With the Department of Defense heading on course for a $487B budget cut over the next decade, many investors are hesitant about investing in aerospace. While industry multiples remain low as a result, free cash flow generation in and of itself is still concerning. In this article, I will run you through my DCF model on Boeing (BA) and then triangulate the result against a review of the fundamentals of Lockheed Martin (LMT) and Textron (TXT). I find that Boeing is not currently a value play.
First, let's begin with an assumption about the top-line. Boeing finished FY2011 with $68.7B in revenue, which represented a 6.9% gain off of the preceding year. I model 11% per annum growth over the next half decade or so.
Moving onto the cost-side of the equation, there are several items to consider: operating expenses, capital expenditures, and taxes. I model cost of goods sold as 81% of revenue versus 5% for SG&A, 7% for R&D, and 2% for capex. Taxes are estimated at 29% of adjusted EBIT (ie. excluding non-cash depreciation charges to keep this a pure operating model.)
Taking a perpetual growth rate of 2.5% and discounting backwards by a WACC of 9% yields a fair value figure of $77.92, implying 7.4% upside. This is not too much of a discount, in my view, to make the company a value play right now.
All of this falls within the context of strong performance by Lockheed:
"I see the quarter as a strong start to 2012 and a continuation of the execution momentum we demonstrated last year. We grew sales by 6%, earnings from continuing operations by 20% and earnings per share by 29%. Solid program execution and effective risk reduction coupled with ongoing cost-reduction initiatives lifted segment operating margins to 11.9% in the quarter, up from 11% the prior year".
Lockheed is also cheaper than Boeing. It trades at just a respective 10.3x and 10x past and forward earnings versus 12.6x and 12.8x for Boeing. Consensus estimates forecast Lockheed's EPS growing by 0.4% to $7.88 in 2012 and then by 7% and 11.2% more in the following two years. Assuming a multiple of 13x and a conservative 2013 EPS of $8.39, the stock would hit $109.07 for 28.9% upside.

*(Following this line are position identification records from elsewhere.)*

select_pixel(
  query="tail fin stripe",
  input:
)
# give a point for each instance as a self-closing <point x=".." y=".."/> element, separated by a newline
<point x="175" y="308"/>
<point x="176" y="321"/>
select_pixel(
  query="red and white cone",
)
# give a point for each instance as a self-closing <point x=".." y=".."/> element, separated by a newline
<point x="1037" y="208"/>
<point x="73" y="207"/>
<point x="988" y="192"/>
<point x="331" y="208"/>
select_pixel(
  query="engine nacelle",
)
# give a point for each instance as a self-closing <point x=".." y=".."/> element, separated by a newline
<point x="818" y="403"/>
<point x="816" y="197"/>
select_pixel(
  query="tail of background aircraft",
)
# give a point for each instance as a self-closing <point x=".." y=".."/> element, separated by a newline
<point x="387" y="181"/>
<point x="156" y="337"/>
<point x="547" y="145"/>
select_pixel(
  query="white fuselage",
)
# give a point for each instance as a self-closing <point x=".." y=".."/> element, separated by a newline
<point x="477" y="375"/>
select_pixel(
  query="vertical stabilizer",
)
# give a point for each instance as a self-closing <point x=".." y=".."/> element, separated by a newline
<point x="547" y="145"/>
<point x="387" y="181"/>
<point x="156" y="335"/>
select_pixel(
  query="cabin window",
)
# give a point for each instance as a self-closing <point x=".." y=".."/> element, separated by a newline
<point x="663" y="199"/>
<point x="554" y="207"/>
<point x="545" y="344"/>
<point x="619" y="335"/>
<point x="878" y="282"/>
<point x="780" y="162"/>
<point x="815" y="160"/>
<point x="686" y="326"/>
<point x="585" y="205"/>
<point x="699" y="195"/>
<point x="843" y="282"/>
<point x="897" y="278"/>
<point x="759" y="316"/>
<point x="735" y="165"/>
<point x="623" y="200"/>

On the higher-end is Textron, which trades at a respective 21.6x and 10.2x past and forward earnings. Consensus estimates forecast its EPS growing by 49.6% and then by 17.9% and 17.3% in the following two years. Assuming a multiple of 13x and a conservative 2013 EPS of $2.26, the stock would hit $29.38 for 24.9% upside. According to NASDAQ, the Street rates the stock near a "buy". While the beta of 2.3 suggests that the stock will outperform during a recovery, the low dividend yield makes me concerned about management's confidence in free cash flow. Lockheed offers a 4.7% dividend yield, nearly double that of Boeing. In my view, Lockheed is thus the best way to play the aerospace market from a risk/reward standpoint.